Forming Teams
Tag(s):

## Algorithms, Binary search algorithm, Dynamic Programming, Medium, Tree

Problem
Editorial
Analytics

MacroSoft, one of the largest company in the world has recently got a huge fund for a large project. Mr. X, the CEO of MacroSoft is very excited about the project and is planning to divide all of his employees into different teams to distribute the tasks. In MacroSoft each employee has got exactly one supervisor except Mr. X. Of course! Why would he need one? He’s the CEO! Also, each of the employees including Mr. X has got a rank in the company. As you are the project manager, you need to help Mr. X dividing the employees into maximum K teams in such a way that each member belongs to exactly one of the teams and the maximum imbalance value among all the teams is minimized.
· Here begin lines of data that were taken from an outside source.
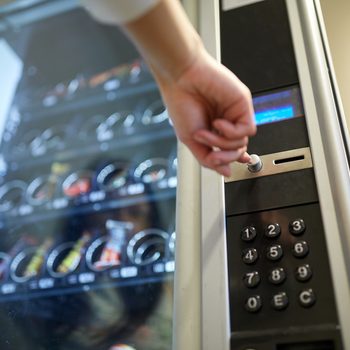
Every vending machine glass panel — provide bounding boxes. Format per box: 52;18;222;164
0;0;177;350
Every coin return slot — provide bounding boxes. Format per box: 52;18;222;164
273;155;305;165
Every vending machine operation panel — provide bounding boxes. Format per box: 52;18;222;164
220;0;344;350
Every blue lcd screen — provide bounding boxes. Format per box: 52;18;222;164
253;87;303;125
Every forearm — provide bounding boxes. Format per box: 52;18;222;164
124;0;202;81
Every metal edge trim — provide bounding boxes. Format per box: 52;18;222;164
200;0;231;350
285;0;350;349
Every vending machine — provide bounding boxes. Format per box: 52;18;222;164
196;0;350;350
0;0;177;350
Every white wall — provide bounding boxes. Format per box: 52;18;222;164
320;0;350;127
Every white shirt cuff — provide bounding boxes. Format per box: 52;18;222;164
81;0;160;24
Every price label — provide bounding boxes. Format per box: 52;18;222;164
79;272;95;284
52;198;68;209
39;278;55;289
120;266;137;278
18;204;33;216
89;191;106;202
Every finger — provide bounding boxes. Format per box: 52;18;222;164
237;152;252;164
213;164;232;177
213;118;256;139
193;129;248;150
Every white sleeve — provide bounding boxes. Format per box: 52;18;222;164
81;0;160;24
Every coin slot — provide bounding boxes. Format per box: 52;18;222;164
273;155;305;165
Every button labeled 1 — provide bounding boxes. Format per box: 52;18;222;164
241;226;256;242
295;264;312;282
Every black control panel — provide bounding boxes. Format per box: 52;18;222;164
220;0;343;350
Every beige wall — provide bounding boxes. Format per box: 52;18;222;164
320;0;350;128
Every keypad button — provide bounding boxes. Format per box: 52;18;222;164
266;244;283;261
244;295;262;312
295;264;312;282
299;288;316;307
289;219;306;236
292;241;309;258
271;292;289;310
268;267;287;284
265;224;281;238
242;248;259;264
241;226;256;242
243;271;261;288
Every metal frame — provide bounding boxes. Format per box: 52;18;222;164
199;0;231;350
286;0;350;349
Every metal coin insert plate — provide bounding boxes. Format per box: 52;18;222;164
225;147;313;182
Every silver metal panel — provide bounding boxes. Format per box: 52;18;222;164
222;0;262;11
172;0;202;350
286;0;350;349
198;0;230;350
225;147;312;182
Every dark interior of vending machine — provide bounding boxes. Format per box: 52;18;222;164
0;1;177;350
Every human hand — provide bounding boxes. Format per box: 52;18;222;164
155;48;256;176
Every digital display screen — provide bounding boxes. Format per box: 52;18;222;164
253;86;304;125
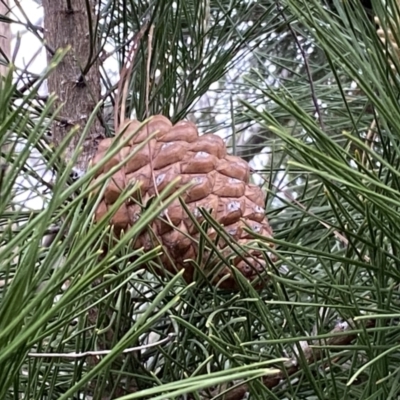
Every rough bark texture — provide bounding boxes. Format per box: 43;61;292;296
0;0;11;76
43;0;104;171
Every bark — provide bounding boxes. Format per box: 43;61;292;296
43;0;104;171
0;0;11;76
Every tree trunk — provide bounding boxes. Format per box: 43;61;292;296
43;0;104;171
0;0;11;76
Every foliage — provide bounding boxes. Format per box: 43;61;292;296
0;0;400;399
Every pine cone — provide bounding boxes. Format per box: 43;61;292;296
92;115;272;289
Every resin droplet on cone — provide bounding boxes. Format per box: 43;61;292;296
92;115;272;289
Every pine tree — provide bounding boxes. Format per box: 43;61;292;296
0;0;400;400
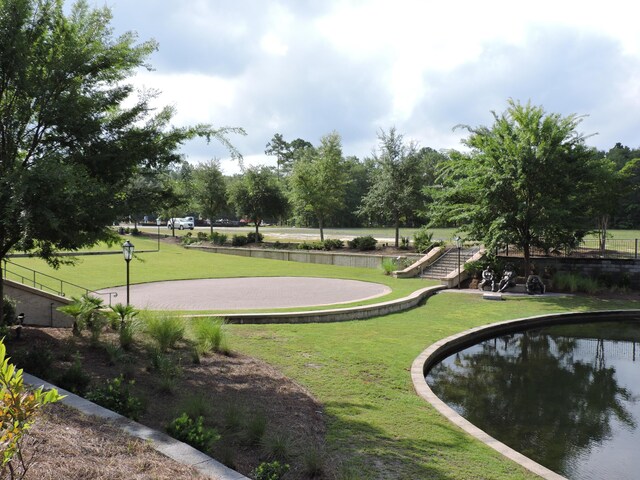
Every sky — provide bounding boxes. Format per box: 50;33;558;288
95;0;640;174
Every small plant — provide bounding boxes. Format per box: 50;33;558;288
247;232;264;243
167;413;220;452
191;317;224;355
209;232;228;245
231;235;248;247
56;354;91;396
261;431;291;460
143;313;185;352
348;235;378;252
87;375;144;420
0;342;63;479
253;460;289;480
243;412;267;445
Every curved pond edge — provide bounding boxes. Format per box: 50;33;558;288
411;309;640;480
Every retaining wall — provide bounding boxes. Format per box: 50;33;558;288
3;279;73;327
186;245;422;268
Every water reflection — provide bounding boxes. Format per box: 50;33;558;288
427;321;640;479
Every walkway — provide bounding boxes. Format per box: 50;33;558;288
96;277;391;310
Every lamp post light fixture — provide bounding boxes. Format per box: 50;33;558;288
156;217;162;251
122;240;135;305
454;235;462;288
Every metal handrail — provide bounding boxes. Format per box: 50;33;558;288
3;258;118;305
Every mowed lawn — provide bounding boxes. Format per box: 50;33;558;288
228;292;640;480
8;238;640;480
7;236;437;313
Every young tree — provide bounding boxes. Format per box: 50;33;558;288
432;100;591;274
358;128;424;248
0;0;242;316
192;160;227;234
291;132;348;240
229;167;287;241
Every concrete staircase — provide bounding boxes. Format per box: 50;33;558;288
420;247;480;280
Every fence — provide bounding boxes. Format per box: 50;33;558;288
496;238;640;260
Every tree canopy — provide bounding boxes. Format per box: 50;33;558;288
0;0;244;316
431;100;593;274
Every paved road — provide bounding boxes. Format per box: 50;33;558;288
97;277;391;310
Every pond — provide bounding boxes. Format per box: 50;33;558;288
426;319;640;480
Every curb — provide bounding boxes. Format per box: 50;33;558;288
23;373;249;480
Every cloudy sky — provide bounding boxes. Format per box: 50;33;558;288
101;0;640;173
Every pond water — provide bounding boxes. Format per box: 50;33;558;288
426;319;640;480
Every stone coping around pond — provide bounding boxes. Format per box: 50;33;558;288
184;285;447;324
411;310;640;480
23;373;249;480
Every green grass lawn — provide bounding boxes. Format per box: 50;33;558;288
227;293;640;480
6;237;640;480
8;237;437;313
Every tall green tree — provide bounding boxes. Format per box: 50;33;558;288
192;160;227;233
290;132;348;240
358;128;424;248
0;0;243;316
229;166;288;240
431;100;591;273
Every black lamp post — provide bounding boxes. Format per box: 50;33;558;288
156;217;161;251
454;235;462;288
122;240;135;305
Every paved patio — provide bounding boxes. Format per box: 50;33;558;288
97;277;391;310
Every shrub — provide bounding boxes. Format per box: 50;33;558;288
253;460;289;480
231;235;248;247
87;375;144;420
56;354;91;396
191;317;224;355
407;227;441;253
17;346;53;378
348;235;378;252
209;232;228;245
247;232;264;243
0;342;62;478
144;313;185;352
167;413;220;452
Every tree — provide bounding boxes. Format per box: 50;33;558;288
192;160;227;234
0;0;244;316
291;132;348;240
431;100;591;274
358;128;423;248
229;167;287;241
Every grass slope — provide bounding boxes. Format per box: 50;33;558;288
228;293;640;480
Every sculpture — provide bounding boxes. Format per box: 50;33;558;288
478;265;496;292
498;264;516;292
525;270;545;295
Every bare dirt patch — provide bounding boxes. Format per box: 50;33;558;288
7;327;332;479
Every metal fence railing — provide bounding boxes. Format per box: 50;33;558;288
498;238;640;260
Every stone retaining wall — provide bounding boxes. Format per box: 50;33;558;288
186;245;422;268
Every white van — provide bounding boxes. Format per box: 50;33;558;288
167;217;194;230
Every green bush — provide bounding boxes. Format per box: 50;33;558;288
143;312;185;352
247;232;264;243
253;460;289;480
167;413;220;452
87;375;144;420
209;232;228;245
231;235;248;247
553;272;601;294
56;354;91;396
348;235;378;252
413;227;442;253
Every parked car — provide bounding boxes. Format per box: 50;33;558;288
167;217;194;230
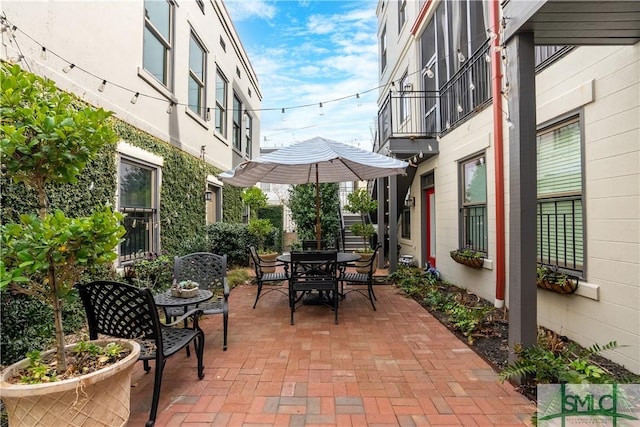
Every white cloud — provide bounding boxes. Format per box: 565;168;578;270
224;0;276;22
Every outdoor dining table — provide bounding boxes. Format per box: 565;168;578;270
153;289;213;313
276;252;360;305
276;252;360;267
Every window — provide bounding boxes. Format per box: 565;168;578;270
118;157;158;261
216;70;227;137
142;0;173;87
402;207;411;239
232;93;242;151
244;111;253;157
189;33;207;119
398;0;407;33
460;154;487;253
537;118;584;273
380;25;387;73
400;71;411;123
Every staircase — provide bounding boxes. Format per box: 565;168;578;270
342;212;363;252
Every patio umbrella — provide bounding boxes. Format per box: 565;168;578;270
219;137;408;245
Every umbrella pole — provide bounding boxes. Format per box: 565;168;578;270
316;163;322;250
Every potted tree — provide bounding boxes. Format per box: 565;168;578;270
344;188;378;273
241;187;278;273
0;64;140;426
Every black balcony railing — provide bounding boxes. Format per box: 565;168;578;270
376;44;491;148
120;208;155;262
462;205;488;253
537;196;584;275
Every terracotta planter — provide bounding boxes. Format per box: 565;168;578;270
355;252;378;274
0;339;140;427
449;251;484;268
536;274;578;294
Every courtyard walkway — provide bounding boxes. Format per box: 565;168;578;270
128;285;535;427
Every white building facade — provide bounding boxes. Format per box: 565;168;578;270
0;0;262;259
377;0;640;373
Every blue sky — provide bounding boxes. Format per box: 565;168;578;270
225;0;378;149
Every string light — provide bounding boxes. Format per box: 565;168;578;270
0;17;506;122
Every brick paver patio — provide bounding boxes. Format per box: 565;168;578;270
128;285;535;427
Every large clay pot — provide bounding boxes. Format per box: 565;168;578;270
0;339;140;427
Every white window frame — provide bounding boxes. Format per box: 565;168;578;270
187;30;207;120
116;142;163;264
142;0;174;88
215;68;229;138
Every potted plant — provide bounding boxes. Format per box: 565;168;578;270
449;248;484;268
171;280;200;298
0;64;140;425
344;188;378;273
536;265;579;294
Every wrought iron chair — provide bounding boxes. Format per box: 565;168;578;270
249;245;289;308
76;281;204;427
170;252;229;351
302;240;327;251
289;251;339;325
339;243;382;310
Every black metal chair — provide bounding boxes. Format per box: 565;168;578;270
339;243;382;310
302;240;327;251
249;245;289;308
76;281;204;427
289;251;339;325
170;252;229;351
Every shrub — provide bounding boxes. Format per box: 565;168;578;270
207;222;258;266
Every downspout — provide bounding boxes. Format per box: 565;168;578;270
490;0;505;308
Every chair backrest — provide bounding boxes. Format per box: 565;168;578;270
249;245;264;279
173;252;227;295
291;250;338;281
302;240;327;251
76;281;162;352
358;243;382;276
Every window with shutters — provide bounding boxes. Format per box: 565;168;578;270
537;117;584;274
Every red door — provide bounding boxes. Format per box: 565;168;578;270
425;187;436;268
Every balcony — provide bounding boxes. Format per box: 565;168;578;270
375;44;491;158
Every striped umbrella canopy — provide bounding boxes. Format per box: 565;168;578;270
219;137;408;245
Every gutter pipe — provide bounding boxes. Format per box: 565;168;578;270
490;0;505;308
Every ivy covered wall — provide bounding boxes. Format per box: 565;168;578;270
0;119;242;255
You can form a team with any subset of employees S if it satisfies the following conditions:

1. There should be exactly one employee w in the subset S whose supervisor doesn’t exist in S and w will be the team leader of that team.

2. For any employee u (excluding w), if u exist in the set S, then the supervisor of u must also exist in the set S.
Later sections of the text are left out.